Considérable. Il existe d’ailleurs une certaine relation entre la question du nucléaire iranien et les affrontements en Syrie. Si la communauté internationale n’est pas capable d’arrêter un mouvement dans lequel les hommes d’Assad sont soutenus puissamment par les Iraniens, quelle sera notre crédibilité pour assurer que l’Iran ne se dotera pas de l’arme nucléaire ?

A quel horizon pensez-vous que l’Iran puisse se doter de l’arme nucléaire ?

Pas avant les élections iraniennes de juin. Nous sommes totalement hostiles à la dissémination nucléaire. Si l’Iran se dote de l’arme nucléaire, d’autres en feraient de même dans cette région. L’Iran peut parfaitement utiliser le nucléaire civil, mais pas acquérir la bombe atomique. Pour l’éviter, il faut négocier et sanctionner.

Et en cas d’échec ?

Toutes les options sont sur la table, mais l’option souhaitable est que la négociation réussisse.

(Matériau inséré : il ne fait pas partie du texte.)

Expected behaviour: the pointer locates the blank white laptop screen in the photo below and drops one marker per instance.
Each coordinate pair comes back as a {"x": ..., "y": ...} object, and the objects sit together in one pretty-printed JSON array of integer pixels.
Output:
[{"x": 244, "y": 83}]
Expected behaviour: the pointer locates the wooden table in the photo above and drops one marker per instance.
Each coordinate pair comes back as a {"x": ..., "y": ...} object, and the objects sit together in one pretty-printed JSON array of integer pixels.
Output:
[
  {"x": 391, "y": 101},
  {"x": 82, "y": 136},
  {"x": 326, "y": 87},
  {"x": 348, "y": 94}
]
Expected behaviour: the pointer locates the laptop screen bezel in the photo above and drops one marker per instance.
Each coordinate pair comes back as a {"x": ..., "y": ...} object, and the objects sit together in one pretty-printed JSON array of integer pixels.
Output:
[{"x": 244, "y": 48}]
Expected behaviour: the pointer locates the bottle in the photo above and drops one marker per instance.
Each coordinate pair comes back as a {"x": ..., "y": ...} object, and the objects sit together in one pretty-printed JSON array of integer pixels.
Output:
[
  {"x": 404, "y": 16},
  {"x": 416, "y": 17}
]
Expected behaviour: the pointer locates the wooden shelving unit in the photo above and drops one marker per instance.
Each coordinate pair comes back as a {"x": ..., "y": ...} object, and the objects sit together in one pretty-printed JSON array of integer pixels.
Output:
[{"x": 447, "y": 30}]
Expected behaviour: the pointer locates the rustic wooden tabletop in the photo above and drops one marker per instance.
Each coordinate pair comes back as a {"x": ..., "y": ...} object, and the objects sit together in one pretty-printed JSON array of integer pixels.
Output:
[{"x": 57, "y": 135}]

Concernant le Mali, l’opération militaire française est présentée comme un succès. Comment, maintenant, gagner la paix ?

Les améliorations sont considérables. Mi-janvier, tout le pays risquait de tomber sous la coupe cruelle des terroristes, menaçant la sécurité des Maliens et des pays voisins. Aujourd’hui, la plupart des terroristes sont neutralisés. La sécurité revient. Les élections se préparent. Cela ne signifie pas que tout soit réglé. Il reste à réussir le passage de la force africaine à la force de l’ONU, veiller à ce que le dialogue Sud/Nord soit une réalité, que Kidal ne soit plus une zone de non-droit, et faire en sorte que les élections aient lieu à leur date. Il reste à réussir la paix.

Est-ce que l’échec de la stabilisation en Afghanistan après une opération militaire réussie n’incite pas à la prudence sur l’après-guerre au Mali ?

Nous devons tirer les leçons du passé, même si les circonstances sont différentes. Eviter les buts d’opérations imprécis et changeants. Au Mali, les buts sont de bloquer les terroristes, de rétablir la sécurité et l’intégrité du pays, afin que le pays se développe dans la paix. Il faut aussi lier étroitement la sécurité, la démocratie et le développement. Lutter contre la corruption et la drogue. Ne pas tolérer d’exactions. Et éviter de devenir une armée d’occupation : c’est pourquoi nous avons dit que nous n’avions pas vocation à rester éternellement au Mali.

Insister pour organiser des élections en juillet, n’est-ce pas une erreur ?

Certainement pas. Le gouvernement et le président actuels sont des autorités de transition. Il faut des institutions durables et des élections légitimes.

Le Mali marque-t-il un retour à la politique traditionnelle de la France en Afrique ?

Sur le Mali, l’ensemble des pays africains a soutenu cette opération. J’ai participé à une grande réunion à Addis-Abeba, très émouvante, où la moitié des chefs d’Etat qui se sont exprimés ont terminé leurs propos en disant "Vive la France !". Jamais je n’avais entendu cela. On nous demande beaucoup de choses, à nous, la France. Nous faisons le maximum, mais nous n’avons pas vocation à intervenir partout.